I recently read Ian Ayres’ excellent book, Super Crunchers. For folks who read and enjoyed Freakonomics, this book is a must-read, covering more cases where clever statistical analyses have uncovered interesting and useful results. The goal in writing the book, according to Ayres, was to encourage people to learn to think statistically. On the other side of the link is a discussion of some errors in experimental design, why their treatment in Ayres’ book frustrates me and why the average person should care.
My chief complaint about this book is that there is no insight offered into the hygiene of the data used. This may seem to be a nitpicky sort of complaint, given that the book was written for the general audience, but since the book focused on case studies where hardcore statistical analysis yielded interesting and useful results, I think that an understanding of how you make sure your data is clean would be helpful. An example of this is the chapter on direct instruction (DI). I don’t question the studies or their data that show that DI is an effective method, since they have been almost certainly been peer reviewed by excellent statisticians. I do want to point out a couple of different types of errors that often exist in otherwise clean datasets.
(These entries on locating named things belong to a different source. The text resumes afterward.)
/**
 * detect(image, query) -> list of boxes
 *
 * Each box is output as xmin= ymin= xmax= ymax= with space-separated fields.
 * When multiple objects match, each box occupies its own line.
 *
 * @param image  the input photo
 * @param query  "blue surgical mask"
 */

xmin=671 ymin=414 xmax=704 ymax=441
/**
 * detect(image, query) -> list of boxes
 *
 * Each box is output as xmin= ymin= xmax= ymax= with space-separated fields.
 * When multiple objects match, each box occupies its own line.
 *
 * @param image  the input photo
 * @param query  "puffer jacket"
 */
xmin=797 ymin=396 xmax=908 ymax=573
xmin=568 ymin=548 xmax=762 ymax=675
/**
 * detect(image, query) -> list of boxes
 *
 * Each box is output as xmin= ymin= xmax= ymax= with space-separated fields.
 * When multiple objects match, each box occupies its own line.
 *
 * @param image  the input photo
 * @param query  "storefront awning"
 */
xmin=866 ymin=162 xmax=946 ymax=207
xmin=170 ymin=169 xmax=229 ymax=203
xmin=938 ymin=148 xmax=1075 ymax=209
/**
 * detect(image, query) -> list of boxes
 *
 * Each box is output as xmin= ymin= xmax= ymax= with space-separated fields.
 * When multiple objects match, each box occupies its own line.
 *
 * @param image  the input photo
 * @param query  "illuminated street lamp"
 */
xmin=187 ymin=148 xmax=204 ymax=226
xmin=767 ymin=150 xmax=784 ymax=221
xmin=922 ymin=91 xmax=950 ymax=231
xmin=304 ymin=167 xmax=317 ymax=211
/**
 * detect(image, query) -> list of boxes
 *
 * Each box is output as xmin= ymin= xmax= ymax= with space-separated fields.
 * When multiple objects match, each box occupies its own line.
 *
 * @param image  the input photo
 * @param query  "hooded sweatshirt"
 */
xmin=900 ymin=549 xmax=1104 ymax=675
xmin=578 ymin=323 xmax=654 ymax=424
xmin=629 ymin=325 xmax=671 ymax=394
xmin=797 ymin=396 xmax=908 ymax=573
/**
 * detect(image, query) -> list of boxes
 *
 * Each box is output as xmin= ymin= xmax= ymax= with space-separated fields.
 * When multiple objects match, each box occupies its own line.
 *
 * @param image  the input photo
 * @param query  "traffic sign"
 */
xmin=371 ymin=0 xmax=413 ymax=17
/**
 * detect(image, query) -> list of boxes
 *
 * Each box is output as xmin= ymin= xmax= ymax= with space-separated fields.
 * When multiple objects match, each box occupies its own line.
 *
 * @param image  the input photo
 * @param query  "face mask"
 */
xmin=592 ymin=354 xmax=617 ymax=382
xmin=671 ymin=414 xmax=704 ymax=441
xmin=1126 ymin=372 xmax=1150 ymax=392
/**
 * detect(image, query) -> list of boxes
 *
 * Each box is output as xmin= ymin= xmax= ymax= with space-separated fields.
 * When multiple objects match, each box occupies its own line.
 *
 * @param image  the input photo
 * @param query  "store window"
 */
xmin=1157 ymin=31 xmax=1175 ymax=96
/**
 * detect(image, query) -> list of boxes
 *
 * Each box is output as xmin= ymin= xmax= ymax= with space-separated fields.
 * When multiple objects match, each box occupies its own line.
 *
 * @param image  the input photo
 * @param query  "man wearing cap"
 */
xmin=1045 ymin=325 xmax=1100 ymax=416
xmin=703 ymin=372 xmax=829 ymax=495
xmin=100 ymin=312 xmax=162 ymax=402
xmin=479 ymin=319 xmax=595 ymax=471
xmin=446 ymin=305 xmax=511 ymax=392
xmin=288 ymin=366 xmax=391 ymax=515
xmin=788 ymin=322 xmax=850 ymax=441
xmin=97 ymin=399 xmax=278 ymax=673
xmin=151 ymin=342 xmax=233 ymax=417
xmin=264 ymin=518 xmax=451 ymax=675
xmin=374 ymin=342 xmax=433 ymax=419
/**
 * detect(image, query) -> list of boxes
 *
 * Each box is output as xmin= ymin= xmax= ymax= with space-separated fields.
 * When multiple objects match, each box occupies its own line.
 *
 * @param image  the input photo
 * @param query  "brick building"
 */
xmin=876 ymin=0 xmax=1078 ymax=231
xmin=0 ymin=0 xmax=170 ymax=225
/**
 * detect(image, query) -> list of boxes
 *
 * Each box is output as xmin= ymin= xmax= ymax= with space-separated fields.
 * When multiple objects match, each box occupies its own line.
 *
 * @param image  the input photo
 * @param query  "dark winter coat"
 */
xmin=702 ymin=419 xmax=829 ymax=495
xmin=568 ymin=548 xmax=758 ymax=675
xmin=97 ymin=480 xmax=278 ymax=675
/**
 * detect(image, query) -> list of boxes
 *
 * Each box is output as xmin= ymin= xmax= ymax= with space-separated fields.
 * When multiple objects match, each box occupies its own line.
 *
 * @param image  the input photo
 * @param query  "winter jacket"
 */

It turns out, as I will explain below, that one of these errors and the omission of any information about how the data used in this analysis were collected, is highly relevant to another very real-world type of problem – how your bosses decide whether or not you get a raise.
The first, and most common error in an experimental design is an uncontrolled variable. This happens when you have measurements that you assume to be varying as a function of your controlled variables, but in actuality are most highly correlated with a variable that you’re not controlling. This sounds like an easy thing to avoid, but in reality, systems are messy and you will not always design your experiment correctly the first time around. You will usually miss some things that affect your experiment, due to unfamiliarity if nothing else. An example of this kind of error would be measuring plant growth as a function of days of sunshine, but not controlling for the amount of water the plants receive. Most savvy experimental designs take this into account by limiting what can be inferred by the correlation – this is what people mean when they say that correlation doesn’t imply causation. They’re being careful about what they can and cannot infer from the data. Oddly, I don’t recall Ayres explicitly mentioning this issue in any of the case studies, but we can assume that any obvious errors in this regard would have been quickly picked out by the reviewers of the papers from which the case studies were drawn.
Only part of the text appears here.